SEC launches suit against ICO issuer

Kik Interactive decided to pick a fight with the Securities and Exchange Commission (SEC) and the regulator is hitting back by launching a lawsuit against the Canadian company for allegedly conducting an illegal ICO. The sale was conducted even though the offer and sale were not registered as required by U.S. securities laws.

In a statement the SEC said Kik lost money for years on its only product, an online messaging application. After Kik management supposedly predicted it would run out of money in 2017, the company pivoted to a new business financed by the token sale.

“Kik sold its ‘Kin’ tokens to the public, and at a discounted price to wealthy purchasers, raising more than $55 million from U.S. investors,” the SEC said in a release. “The complaint alleges that Kin tokens traded recently at about half of the value that public investors paid in the offering.”

Kik marketed the sale as an investment opportunity, allegedly telling investors the token’s value would increase in tandem with consumer demand  propelled by Kik’s efforts which were to include incorporating the tokens into its messaging app, creating a new transaction service, and building a system which would reward businesses adopting Kin.

“At the time Kik offered and sold the tokens, the SEC alleges these services and systems did not exist and there was nothing to purchase using Kin,” the SEC added. “Kik also allegedly claimed that it would keep three trillion Kin tokens, Kin tokens would immediately trade on secondary markets, and Kik would profit alongside investors from the increased demand that it would foster.  The Kin offering involved securities transactions, and Kik was required to comply with the registration requirements of the U.S. securities laws.”

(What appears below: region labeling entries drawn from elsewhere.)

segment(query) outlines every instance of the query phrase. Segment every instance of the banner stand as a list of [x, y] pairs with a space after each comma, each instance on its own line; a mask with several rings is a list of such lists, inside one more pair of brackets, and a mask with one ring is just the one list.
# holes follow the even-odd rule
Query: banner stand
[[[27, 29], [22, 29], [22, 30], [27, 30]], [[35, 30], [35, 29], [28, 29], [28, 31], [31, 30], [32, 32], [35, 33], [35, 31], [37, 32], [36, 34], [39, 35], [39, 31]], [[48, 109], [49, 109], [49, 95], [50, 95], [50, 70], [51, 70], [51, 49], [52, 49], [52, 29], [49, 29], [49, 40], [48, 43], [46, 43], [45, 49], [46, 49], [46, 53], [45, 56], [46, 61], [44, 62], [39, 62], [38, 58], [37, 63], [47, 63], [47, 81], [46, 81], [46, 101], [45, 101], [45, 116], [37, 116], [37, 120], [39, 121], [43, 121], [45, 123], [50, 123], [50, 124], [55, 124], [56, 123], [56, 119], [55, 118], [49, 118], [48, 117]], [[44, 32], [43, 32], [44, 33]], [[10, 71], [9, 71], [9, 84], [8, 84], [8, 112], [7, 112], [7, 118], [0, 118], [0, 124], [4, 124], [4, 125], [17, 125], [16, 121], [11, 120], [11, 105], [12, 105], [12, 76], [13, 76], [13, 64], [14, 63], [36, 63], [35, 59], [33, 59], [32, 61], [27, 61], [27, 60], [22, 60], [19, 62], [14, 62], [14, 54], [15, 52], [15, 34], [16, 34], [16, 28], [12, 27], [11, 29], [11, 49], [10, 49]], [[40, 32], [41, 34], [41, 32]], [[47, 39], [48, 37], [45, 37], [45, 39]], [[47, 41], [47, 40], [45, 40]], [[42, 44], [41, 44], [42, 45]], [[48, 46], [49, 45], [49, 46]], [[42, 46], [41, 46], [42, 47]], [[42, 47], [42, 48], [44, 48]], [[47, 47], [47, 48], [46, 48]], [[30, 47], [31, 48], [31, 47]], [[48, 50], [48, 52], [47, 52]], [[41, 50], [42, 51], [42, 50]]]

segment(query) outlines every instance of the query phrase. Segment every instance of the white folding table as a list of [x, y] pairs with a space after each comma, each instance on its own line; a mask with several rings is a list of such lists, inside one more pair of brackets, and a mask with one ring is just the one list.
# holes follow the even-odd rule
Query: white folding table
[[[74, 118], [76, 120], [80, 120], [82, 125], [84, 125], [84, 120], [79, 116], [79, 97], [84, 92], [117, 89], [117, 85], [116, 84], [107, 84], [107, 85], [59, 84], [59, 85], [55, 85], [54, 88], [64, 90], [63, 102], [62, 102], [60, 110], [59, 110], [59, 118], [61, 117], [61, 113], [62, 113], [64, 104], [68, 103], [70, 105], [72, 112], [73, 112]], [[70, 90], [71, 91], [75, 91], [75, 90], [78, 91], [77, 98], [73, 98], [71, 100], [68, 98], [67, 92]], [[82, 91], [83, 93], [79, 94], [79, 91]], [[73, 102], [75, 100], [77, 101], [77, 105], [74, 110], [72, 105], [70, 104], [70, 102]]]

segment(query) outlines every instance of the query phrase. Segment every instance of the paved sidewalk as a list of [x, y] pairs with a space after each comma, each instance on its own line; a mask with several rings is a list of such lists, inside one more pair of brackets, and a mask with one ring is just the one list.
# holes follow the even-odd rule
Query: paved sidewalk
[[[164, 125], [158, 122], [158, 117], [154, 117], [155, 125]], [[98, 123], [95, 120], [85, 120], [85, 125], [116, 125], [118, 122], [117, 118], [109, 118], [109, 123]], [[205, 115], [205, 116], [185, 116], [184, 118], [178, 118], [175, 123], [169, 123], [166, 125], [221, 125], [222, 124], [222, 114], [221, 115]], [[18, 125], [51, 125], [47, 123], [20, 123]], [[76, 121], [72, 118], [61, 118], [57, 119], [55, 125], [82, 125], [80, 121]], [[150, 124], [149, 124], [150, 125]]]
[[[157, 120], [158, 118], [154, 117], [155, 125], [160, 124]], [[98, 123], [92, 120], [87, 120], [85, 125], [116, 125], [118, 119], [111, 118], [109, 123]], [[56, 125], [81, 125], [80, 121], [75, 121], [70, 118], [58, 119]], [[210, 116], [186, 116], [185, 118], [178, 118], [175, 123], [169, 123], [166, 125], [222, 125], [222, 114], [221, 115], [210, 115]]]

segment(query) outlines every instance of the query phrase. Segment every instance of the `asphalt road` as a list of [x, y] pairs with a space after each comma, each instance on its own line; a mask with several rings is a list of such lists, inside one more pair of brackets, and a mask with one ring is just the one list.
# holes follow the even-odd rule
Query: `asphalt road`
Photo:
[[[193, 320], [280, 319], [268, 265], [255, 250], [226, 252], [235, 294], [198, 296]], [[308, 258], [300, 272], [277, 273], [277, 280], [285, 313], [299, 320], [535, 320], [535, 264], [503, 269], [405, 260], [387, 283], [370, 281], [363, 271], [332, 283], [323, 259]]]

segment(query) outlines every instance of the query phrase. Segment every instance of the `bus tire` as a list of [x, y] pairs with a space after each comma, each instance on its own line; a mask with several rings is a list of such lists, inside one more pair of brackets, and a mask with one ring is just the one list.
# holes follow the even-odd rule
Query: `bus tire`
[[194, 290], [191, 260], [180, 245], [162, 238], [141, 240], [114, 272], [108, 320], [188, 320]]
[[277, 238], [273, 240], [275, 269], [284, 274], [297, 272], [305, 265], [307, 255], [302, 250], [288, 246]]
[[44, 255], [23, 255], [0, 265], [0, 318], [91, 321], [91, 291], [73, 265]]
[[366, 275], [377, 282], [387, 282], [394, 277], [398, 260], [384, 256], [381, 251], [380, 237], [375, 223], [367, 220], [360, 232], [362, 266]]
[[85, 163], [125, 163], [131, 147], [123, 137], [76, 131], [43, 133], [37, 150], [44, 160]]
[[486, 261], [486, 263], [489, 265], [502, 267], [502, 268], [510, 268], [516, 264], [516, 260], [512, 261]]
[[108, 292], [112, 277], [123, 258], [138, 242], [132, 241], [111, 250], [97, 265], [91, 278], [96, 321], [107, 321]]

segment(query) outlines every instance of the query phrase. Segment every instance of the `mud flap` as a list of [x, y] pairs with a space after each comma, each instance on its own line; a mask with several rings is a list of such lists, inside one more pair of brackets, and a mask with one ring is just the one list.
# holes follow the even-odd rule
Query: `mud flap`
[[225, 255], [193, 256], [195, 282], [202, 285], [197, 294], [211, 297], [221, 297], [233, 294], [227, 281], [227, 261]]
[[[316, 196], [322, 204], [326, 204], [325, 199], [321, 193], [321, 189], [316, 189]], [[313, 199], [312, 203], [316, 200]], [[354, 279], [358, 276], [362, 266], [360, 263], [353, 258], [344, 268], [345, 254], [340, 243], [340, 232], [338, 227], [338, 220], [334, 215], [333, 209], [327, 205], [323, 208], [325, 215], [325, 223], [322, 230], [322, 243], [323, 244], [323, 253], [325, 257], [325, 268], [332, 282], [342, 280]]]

“By selling $100 million in securities without registering the offers or sales, we allege that Kik deprived investors of information to which they were legally entitled, and prevented investors from making informed investment decisions,” said Steven Peikin, co-director of the SEC’s Division of Enforcement.  “Companies do not face a binary choice between innovation and compliance with the federal securities laws.”

“Kik told investors they could expect profits from its effort to create a digital ecosystem,” said Robert A. Cohen, Chief of the Enforcement Division’s Cyber Unit.  “Future profits based on the efforts of others is a hallmark of a securities offering that must comply with the federal securities laws.”

Note that Kik Interactive is a Canadian company that didn’t conduct an offering at home due clear guidance they received from Canadian regulators that they considered Kin a security.